Writer E. Jean Carroll has formally asked a federal judge to order Donald Trump to pay nearly $5.8 million in damages, marking a major turning point in a multi-year legal battle. The high-stakes request was filed in a Manhattan federal court on Tuesday, just one day after the United States Supreme Court officially declined to hear the president’s appeal to overturn the underlying verdict. According to legal documents, the original $5 million penalty has grown significantly due to accumulated interest. Carroll’s legal team stated that while they had previously cooperated with Trump’s requests to pause payments during the appeals process, that patience has run out because his options in the federal court system are effectively exhausted.
To understand why this is happening now, it helps to look back at the origins of the case. In May 2023, a New York civil jury found Trump liable for sexually abusing Carroll in a luxury department store dressing room during the 1990s. The jury also found him liable for defamation because he later branded her accusations a “hoax” and a “con job” on social media. Because this was a civil lawsuit rather than a criminal trial, the penalty is purely financial rather than prison time. Trump has consistently denied the allegations, maintaining his innocence and arguing that the trial process was inherently unfair.
The immediate trigger for this week’s escalating legal drama was the Supreme Court’s decisive action on Monday. The nation’s highest court issued a brief, unexplained order rejecting Trump’s bid to throw out the 2023 verdict. Trump’s defense attorneys had argued that the original trial was tainted by highly inflammatory evidence, including testimonies from other women who made similar historical accusations against him. However, the Supreme Court justices expressed no division and simply chose to leave the lower court’s ruling completely intact.
See Also: U.S and Iran Head to Qatar for Crucial Asset Talks Amid Gulf Tensions
Moments after the Supreme Court’s decision went public, Trump reacted on social media, promising to continue fighting what he labeled a “weaponization and lawfare case.” Almost simultaneously, his legal team reached out to Carroll’s lawyers, asking for yet another delay so they could request the Supreme Court to reconsider its denial. Carroll’s lead attorney, Roberta Kaplan, flatly refused the request. She filed an immediate motion asking U.S. District Judge Lewis A. Kaplan to accelerate the timeline and order the immediate disbursement of the funds currently held in an escrow court account.
On Wednesday, Judge Kaplan fast-tracked the issue, ordering Trump’s legal team to file a formal response by July 7. Carroll’s lawyers emphasized that after four years of intense litigation moving through every single level of the American judiciary, the case must finally come to a close. They argued there is no legal justification to hold up the money any longer.

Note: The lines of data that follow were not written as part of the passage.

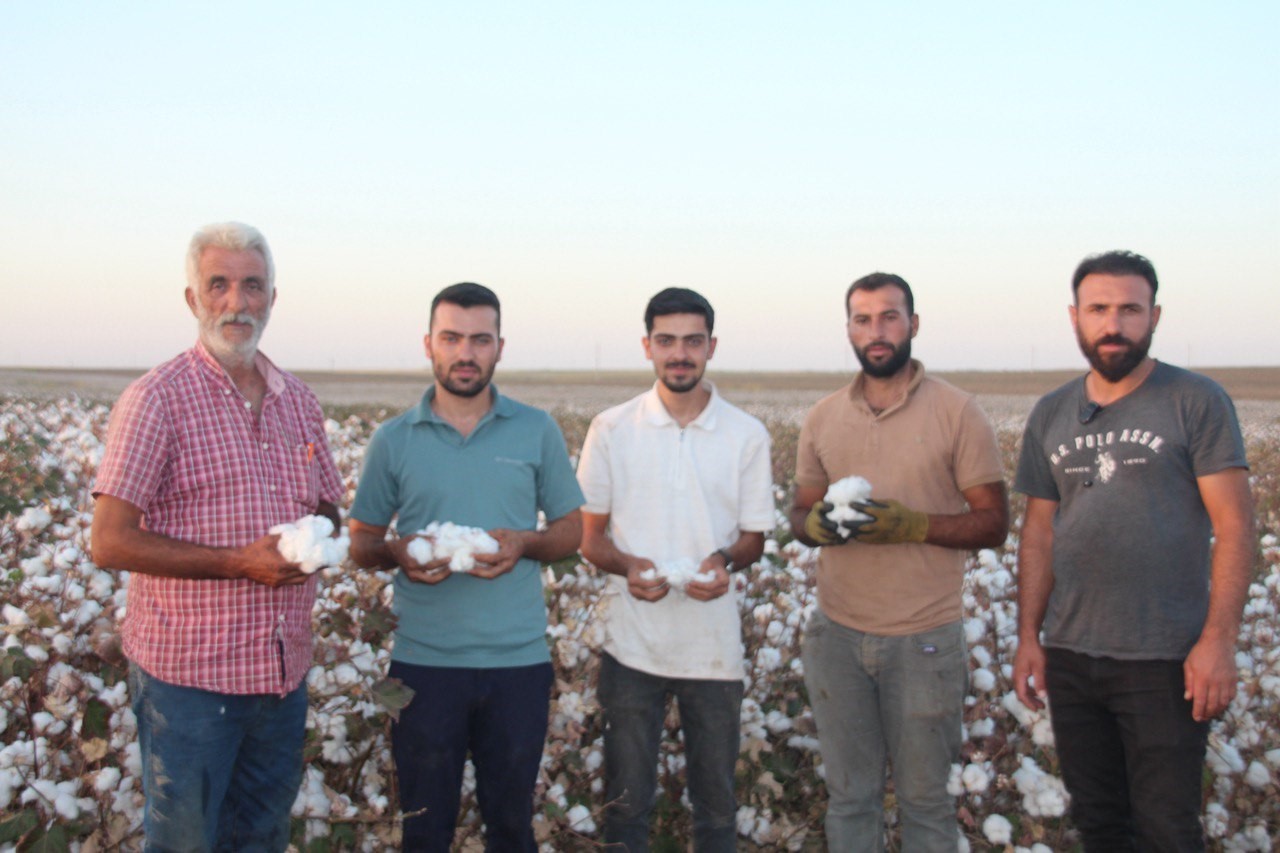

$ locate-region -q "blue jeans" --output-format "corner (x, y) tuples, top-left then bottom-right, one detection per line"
(803, 610), (969, 853)
(1044, 648), (1208, 852)
(598, 654), (742, 853)
(129, 663), (307, 853)
(387, 661), (553, 853)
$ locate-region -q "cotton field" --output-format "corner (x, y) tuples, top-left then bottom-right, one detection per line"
(0, 397), (1280, 853)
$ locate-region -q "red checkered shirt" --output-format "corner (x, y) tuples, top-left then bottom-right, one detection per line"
(93, 345), (343, 695)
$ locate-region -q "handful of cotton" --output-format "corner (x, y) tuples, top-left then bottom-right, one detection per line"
(640, 558), (716, 592)
(270, 515), (351, 575)
(822, 475), (872, 539)
(408, 521), (502, 571)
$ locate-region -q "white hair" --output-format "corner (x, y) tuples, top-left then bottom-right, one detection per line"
(187, 222), (275, 291)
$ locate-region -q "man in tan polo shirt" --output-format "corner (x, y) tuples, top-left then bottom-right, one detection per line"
(791, 273), (1009, 853)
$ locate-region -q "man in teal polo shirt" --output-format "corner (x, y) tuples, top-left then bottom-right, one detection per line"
(351, 283), (582, 853)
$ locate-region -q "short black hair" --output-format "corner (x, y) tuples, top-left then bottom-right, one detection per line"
(644, 287), (716, 334)
(845, 273), (915, 316)
(428, 282), (502, 332)
(1071, 248), (1160, 305)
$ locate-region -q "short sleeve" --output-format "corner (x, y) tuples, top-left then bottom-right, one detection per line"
(577, 415), (613, 515)
(93, 382), (174, 512)
(1187, 383), (1248, 476)
(1014, 401), (1062, 502)
(955, 397), (1005, 492)
(737, 427), (777, 533)
(796, 406), (831, 487)
(351, 424), (399, 528)
(298, 391), (347, 506)
(538, 414), (582, 521)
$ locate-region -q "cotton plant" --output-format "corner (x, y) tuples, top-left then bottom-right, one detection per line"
(0, 397), (1280, 853)
(408, 521), (502, 574)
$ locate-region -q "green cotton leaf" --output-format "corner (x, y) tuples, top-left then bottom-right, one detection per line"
(0, 808), (40, 844)
(360, 607), (403, 645)
(81, 698), (111, 738)
(374, 679), (413, 722)
(19, 824), (72, 853)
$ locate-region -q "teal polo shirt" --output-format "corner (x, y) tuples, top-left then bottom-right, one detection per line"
(351, 386), (582, 669)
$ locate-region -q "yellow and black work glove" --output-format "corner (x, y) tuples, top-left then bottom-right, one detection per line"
(804, 501), (849, 544)
(849, 500), (929, 544)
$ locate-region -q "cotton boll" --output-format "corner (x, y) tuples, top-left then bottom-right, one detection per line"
(13, 506), (54, 533)
(982, 815), (1014, 844)
(3, 605), (31, 628)
(970, 667), (996, 693)
(960, 765), (991, 794)
(410, 521), (502, 574)
(564, 803), (595, 835)
(822, 476), (872, 537)
(1204, 735), (1244, 776)
(270, 515), (351, 575)
(1244, 761), (1271, 790)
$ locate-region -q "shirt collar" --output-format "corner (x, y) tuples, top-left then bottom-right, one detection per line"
(640, 379), (721, 430)
(408, 383), (516, 427)
(195, 339), (284, 396)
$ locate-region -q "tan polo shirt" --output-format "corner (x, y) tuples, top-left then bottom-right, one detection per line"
(796, 359), (1002, 635)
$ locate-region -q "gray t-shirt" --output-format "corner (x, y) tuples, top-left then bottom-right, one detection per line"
(1014, 362), (1247, 660)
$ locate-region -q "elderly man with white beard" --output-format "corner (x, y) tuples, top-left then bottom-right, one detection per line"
(92, 223), (342, 850)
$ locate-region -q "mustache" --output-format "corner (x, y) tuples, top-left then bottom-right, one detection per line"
(216, 313), (257, 329)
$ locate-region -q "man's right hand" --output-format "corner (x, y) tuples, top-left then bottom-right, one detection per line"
(804, 501), (849, 546)
(1014, 640), (1048, 711)
(627, 557), (671, 601)
(236, 533), (311, 588)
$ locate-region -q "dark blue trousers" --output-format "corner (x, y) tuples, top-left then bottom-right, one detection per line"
(388, 661), (553, 853)
(1044, 648), (1208, 853)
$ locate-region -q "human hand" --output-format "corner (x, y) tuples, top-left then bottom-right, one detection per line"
(1183, 637), (1239, 722)
(387, 533), (453, 584)
(804, 501), (849, 546)
(627, 557), (671, 601)
(234, 533), (311, 588)
(849, 500), (929, 544)
(685, 552), (730, 601)
(1014, 639), (1048, 711)
(471, 529), (525, 578)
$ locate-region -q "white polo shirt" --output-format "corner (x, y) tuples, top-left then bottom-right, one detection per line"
(577, 382), (776, 680)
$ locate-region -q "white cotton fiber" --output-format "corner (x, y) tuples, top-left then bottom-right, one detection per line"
(408, 521), (502, 573)
(271, 515), (351, 575)
(640, 557), (716, 592)
(822, 476), (872, 537)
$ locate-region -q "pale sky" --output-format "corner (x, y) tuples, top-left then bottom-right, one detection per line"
(0, 0), (1280, 370)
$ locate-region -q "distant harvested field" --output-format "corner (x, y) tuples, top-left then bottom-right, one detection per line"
(0, 368), (1280, 427)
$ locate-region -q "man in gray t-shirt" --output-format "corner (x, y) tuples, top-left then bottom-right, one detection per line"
(1014, 252), (1254, 852)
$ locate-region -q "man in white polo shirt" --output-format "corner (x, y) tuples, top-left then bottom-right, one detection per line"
(577, 287), (774, 853)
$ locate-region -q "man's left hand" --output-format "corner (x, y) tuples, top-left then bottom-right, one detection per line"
(847, 500), (929, 544)
(471, 529), (525, 578)
(1183, 637), (1239, 722)
(685, 553), (730, 601)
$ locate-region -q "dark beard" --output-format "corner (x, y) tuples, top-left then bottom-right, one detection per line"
(1075, 329), (1155, 382)
(854, 338), (911, 379)
(435, 361), (493, 398)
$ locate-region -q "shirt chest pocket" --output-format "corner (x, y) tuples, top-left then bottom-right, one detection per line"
(283, 441), (320, 515)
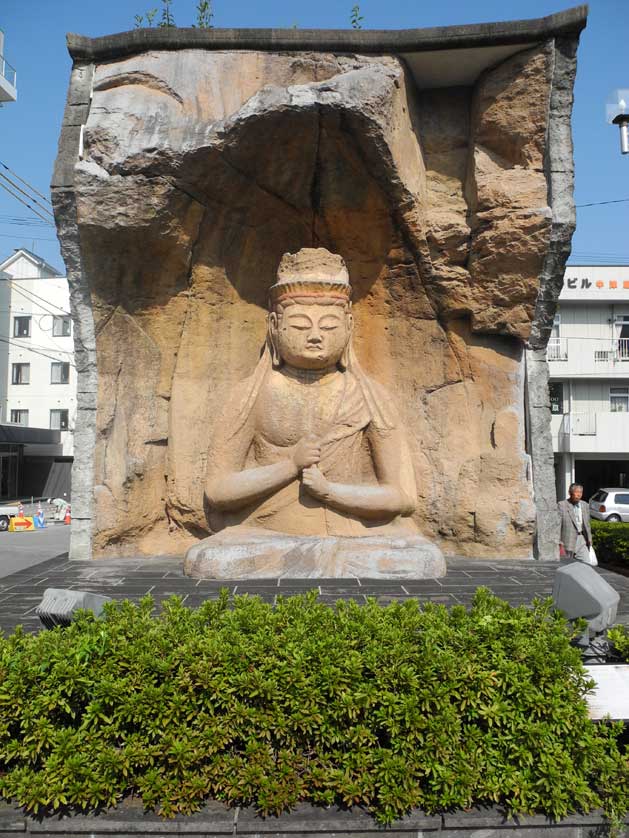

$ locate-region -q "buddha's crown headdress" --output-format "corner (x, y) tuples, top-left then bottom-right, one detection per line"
(269, 247), (352, 307)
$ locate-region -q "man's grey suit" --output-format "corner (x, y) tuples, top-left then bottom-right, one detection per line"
(557, 500), (592, 558)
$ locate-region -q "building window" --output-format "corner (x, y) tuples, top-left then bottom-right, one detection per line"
(50, 410), (68, 431)
(616, 314), (629, 361)
(50, 361), (70, 384)
(548, 381), (563, 414)
(11, 364), (31, 384)
(52, 315), (72, 338)
(13, 317), (31, 338)
(11, 410), (28, 425)
(609, 387), (629, 413)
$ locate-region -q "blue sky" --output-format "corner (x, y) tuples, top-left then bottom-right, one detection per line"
(0, 0), (629, 268)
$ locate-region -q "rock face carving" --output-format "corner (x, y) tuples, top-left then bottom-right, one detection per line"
(53, 11), (584, 558)
(185, 248), (445, 579)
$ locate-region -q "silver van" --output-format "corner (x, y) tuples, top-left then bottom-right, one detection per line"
(590, 489), (629, 522)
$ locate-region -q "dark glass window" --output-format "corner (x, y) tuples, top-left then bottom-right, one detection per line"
(11, 410), (28, 425)
(50, 361), (70, 384)
(13, 317), (31, 338)
(52, 315), (72, 338)
(11, 364), (31, 384)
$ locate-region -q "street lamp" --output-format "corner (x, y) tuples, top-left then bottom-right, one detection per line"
(606, 88), (629, 154)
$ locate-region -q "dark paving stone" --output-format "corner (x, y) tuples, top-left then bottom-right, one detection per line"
(236, 803), (441, 838)
(0, 557), (629, 630)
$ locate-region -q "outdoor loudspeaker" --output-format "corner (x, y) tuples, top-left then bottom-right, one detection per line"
(553, 562), (620, 634)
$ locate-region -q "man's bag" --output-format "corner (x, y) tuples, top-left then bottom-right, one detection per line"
(585, 544), (598, 567)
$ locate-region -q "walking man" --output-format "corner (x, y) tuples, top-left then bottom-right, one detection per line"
(557, 483), (592, 562)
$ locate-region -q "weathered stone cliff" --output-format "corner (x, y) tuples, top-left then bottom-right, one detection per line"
(53, 10), (585, 558)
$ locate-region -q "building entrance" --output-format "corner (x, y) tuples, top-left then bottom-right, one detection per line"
(0, 445), (20, 500)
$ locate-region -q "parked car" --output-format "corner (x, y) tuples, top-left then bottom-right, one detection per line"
(590, 489), (629, 522)
(0, 506), (18, 532)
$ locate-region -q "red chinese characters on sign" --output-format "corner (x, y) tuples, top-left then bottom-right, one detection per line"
(564, 276), (629, 291)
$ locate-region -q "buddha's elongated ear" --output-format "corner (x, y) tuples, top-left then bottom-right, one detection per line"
(339, 303), (354, 370)
(267, 311), (282, 370)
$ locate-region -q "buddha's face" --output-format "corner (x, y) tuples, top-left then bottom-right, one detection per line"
(269, 303), (352, 370)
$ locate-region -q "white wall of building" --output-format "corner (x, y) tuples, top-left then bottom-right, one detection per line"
(548, 266), (629, 496)
(0, 250), (76, 457)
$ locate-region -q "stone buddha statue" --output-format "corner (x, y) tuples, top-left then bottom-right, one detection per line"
(184, 248), (445, 578)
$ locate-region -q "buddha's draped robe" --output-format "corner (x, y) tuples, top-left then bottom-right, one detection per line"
(208, 350), (416, 536)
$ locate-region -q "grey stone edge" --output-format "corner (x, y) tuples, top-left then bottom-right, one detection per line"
(51, 63), (97, 559)
(67, 5), (588, 61)
(0, 801), (629, 838)
(525, 35), (579, 561)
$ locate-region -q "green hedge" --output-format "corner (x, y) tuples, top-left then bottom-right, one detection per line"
(592, 519), (629, 562)
(0, 589), (629, 823)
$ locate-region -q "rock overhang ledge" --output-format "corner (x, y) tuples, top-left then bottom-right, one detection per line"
(67, 5), (588, 89)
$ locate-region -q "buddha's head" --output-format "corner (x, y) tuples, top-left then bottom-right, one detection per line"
(269, 247), (353, 370)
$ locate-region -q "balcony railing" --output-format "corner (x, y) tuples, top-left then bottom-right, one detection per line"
(551, 410), (629, 457)
(0, 55), (17, 87)
(546, 337), (629, 375)
(546, 338), (568, 361)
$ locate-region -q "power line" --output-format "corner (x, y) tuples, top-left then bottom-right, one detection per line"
(0, 160), (52, 206)
(6, 279), (72, 317)
(0, 335), (76, 369)
(0, 172), (53, 218)
(0, 181), (48, 221)
(576, 198), (629, 209)
(0, 214), (53, 227)
(0, 233), (57, 242)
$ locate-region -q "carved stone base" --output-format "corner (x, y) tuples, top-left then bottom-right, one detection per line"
(184, 528), (446, 579)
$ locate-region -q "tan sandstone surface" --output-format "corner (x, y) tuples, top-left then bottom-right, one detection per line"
(60, 45), (550, 557)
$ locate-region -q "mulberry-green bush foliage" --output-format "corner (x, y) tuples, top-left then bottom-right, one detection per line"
(0, 589), (629, 822)
(592, 519), (629, 562)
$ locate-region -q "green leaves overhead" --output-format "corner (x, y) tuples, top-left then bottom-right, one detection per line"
(0, 589), (629, 823)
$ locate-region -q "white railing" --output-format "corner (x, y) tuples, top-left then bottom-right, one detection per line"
(546, 337), (629, 376)
(0, 55), (17, 87)
(564, 413), (596, 436)
(546, 338), (568, 361)
(551, 410), (629, 457)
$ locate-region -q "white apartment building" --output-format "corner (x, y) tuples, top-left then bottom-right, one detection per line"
(547, 265), (629, 498)
(0, 249), (77, 498)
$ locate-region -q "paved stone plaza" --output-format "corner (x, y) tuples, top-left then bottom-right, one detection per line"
(0, 554), (629, 632)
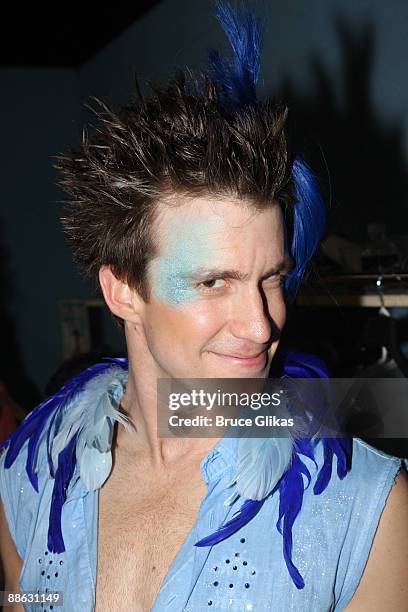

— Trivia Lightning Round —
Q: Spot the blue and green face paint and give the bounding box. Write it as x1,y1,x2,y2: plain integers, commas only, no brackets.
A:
150,219,219,308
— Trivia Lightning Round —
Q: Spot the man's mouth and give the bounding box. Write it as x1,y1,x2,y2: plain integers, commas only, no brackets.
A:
211,349,267,367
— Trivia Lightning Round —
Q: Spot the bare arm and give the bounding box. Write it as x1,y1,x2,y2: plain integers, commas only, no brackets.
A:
344,470,408,612
0,498,24,612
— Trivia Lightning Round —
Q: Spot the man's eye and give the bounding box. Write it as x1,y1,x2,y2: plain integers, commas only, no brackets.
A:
264,274,285,286
200,278,225,289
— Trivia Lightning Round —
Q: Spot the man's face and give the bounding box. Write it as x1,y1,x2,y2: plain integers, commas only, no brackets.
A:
134,197,288,378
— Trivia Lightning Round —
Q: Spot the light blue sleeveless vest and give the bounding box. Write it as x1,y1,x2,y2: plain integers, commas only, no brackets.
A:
0,376,403,612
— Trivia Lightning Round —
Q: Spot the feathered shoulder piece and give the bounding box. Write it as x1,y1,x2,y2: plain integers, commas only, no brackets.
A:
0,359,131,553
195,349,353,589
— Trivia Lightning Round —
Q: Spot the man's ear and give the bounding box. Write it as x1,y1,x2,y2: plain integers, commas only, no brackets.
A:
99,266,143,323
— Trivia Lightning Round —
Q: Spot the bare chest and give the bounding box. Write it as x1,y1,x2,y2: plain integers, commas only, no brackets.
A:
95,466,204,612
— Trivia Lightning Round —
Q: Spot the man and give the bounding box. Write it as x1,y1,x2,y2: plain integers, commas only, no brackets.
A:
0,6,408,612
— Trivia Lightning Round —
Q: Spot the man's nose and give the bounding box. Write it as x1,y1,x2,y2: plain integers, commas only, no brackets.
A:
230,289,273,344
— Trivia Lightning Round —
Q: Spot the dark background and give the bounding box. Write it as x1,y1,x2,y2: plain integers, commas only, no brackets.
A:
0,0,408,416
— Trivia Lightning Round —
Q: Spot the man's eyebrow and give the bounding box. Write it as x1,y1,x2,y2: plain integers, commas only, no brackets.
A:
183,256,294,282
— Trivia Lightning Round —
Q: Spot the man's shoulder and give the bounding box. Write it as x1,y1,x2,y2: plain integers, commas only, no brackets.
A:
352,438,407,476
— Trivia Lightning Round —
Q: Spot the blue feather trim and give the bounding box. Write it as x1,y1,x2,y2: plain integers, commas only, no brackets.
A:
0,358,127,552
194,499,265,546
195,349,352,589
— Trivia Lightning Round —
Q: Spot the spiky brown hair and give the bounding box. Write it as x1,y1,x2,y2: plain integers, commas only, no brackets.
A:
55,71,293,301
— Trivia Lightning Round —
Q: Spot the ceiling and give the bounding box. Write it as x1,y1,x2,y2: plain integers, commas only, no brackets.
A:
0,0,160,68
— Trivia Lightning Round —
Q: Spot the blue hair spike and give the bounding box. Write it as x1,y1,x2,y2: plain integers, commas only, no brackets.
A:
208,2,261,112
285,156,326,292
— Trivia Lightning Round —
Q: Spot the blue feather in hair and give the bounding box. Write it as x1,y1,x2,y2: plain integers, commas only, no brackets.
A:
285,156,326,292
207,2,261,112
196,2,352,589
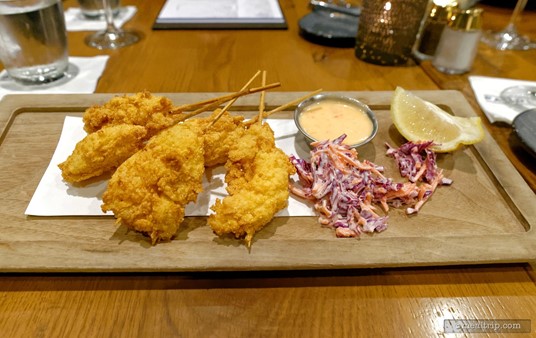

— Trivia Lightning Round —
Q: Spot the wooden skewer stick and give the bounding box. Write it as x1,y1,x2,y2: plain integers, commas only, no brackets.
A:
173,70,261,113
258,71,266,124
177,82,281,122
244,89,322,125
205,71,272,130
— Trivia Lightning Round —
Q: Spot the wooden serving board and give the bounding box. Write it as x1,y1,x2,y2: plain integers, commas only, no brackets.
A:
0,91,536,272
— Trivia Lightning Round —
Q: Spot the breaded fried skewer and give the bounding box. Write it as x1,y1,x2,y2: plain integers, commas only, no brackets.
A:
208,73,295,247
59,74,279,183
102,72,266,245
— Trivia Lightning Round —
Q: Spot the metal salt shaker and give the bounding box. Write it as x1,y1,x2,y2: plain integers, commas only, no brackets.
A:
432,8,482,74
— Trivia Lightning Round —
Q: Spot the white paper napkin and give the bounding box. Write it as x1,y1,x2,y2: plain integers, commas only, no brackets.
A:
65,6,138,32
0,55,109,99
469,76,536,124
25,116,315,216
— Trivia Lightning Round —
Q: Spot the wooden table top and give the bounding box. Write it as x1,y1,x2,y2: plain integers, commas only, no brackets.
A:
0,0,536,337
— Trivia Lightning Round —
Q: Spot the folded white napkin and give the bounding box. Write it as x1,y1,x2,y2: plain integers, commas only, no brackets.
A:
65,6,138,32
469,76,536,124
0,55,109,99
25,116,315,216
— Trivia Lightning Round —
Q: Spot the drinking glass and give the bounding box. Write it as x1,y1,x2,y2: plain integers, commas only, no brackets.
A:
85,0,140,49
0,0,69,85
482,0,536,50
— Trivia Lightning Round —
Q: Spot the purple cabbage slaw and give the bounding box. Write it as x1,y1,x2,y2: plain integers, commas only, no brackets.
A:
289,134,452,237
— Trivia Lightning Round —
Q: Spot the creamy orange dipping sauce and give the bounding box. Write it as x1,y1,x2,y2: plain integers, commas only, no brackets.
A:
299,100,373,145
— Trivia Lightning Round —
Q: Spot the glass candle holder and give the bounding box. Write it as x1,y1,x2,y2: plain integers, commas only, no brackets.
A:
355,0,429,66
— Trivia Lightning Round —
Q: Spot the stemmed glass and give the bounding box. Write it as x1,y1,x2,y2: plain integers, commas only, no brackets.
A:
482,0,536,50
85,0,140,49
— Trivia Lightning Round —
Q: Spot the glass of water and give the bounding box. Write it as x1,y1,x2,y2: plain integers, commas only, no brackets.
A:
85,0,140,49
78,0,119,20
0,0,69,85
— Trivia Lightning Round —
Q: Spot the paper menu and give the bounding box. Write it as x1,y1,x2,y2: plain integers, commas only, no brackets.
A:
153,0,287,29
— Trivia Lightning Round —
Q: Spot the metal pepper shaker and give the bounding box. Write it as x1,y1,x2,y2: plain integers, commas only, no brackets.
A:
432,8,482,74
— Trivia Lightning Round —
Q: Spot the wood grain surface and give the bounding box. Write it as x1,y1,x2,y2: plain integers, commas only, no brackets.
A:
0,91,536,272
0,0,536,337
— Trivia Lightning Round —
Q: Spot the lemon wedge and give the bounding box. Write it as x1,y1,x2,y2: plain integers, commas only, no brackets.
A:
391,87,484,153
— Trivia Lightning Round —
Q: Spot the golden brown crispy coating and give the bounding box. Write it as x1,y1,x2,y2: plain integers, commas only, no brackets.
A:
83,92,180,138
208,124,295,246
188,109,245,167
102,123,204,244
58,124,147,183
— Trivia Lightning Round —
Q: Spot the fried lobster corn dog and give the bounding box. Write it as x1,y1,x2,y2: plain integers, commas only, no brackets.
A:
101,122,204,244
188,109,245,167
208,124,295,247
58,124,147,183
83,92,177,138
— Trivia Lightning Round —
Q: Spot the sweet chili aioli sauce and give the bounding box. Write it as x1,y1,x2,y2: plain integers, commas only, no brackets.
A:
299,100,373,145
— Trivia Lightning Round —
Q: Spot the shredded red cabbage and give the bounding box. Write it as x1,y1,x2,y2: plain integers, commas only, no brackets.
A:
290,135,451,237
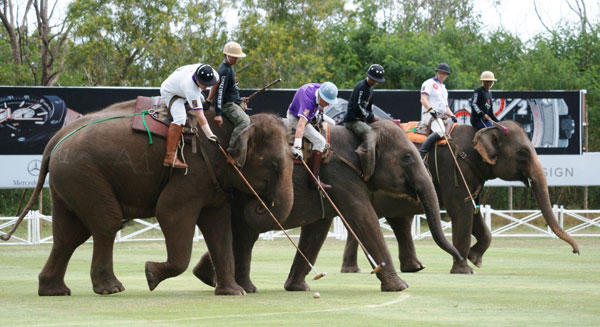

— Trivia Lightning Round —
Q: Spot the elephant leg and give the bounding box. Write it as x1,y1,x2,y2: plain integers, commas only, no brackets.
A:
386,216,425,272
444,201,475,274
340,235,360,273
232,210,259,293
145,208,199,291
469,212,492,268
337,197,408,292
284,219,332,291
198,205,246,295
38,196,91,296
194,210,259,293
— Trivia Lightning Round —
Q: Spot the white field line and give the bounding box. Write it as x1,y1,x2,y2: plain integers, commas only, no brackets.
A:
31,293,410,327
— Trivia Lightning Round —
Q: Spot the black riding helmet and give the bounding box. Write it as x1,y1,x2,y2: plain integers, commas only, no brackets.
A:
367,64,385,83
435,62,450,75
194,64,219,86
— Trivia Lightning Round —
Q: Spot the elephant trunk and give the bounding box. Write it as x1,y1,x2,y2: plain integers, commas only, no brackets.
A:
529,156,579,254
244,164,294,232
414,172,464,262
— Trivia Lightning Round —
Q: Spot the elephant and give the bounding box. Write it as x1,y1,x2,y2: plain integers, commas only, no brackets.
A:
342,120,579,274
3,100,293,295
194,120,467,292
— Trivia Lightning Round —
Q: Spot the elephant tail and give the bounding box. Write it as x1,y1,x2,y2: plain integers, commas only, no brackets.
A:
0,154,50,241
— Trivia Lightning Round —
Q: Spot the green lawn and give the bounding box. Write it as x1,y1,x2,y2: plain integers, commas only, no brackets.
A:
0,238,600,327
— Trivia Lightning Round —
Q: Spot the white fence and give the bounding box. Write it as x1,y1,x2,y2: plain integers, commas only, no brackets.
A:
0,205,600,245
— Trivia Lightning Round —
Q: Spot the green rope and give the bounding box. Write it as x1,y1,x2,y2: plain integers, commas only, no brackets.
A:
50,110,152,155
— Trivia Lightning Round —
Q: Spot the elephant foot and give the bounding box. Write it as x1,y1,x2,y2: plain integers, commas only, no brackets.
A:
145,261,163,291
236,280,258,293
340,265,360,273
381,276,408,292
283,279,310,292
93,278,125,295
400,260,425,273
469,249,483,268
450,260,475,274
38,277,71,296
215,283,246,295
193,252,217,287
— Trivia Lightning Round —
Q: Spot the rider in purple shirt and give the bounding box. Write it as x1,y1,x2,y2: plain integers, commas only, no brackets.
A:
287,82,337,188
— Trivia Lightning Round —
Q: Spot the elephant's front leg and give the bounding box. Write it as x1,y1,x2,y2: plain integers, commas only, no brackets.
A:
338,199,408,292
444,199,475,274
284,218,332,291
386,216,425,272
146,205,200,291
198,204,246,295
469,208,492,268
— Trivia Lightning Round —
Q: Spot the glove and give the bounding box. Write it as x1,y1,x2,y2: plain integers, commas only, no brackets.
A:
292,146,304,160
207,134,221,145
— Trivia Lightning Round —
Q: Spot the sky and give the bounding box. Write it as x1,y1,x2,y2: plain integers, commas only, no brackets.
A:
474,0,600,41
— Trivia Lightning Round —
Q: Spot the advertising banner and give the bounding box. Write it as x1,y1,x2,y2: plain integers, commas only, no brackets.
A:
0,86,591,188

This specific $5.8 million dispute is only part of Trump’s broader legal exposure regarding Carroll. In a separate January 2024 defamation trial focusing on comments Trump made while serving his first presidential term in 2019, a different Manhattan jury awarded Carroll an additional $83.3 million. That larger judgment is still working its way through the appeals process, meaning this current fight over the millions is just the first wave of payouts Carroll is actively pursuing.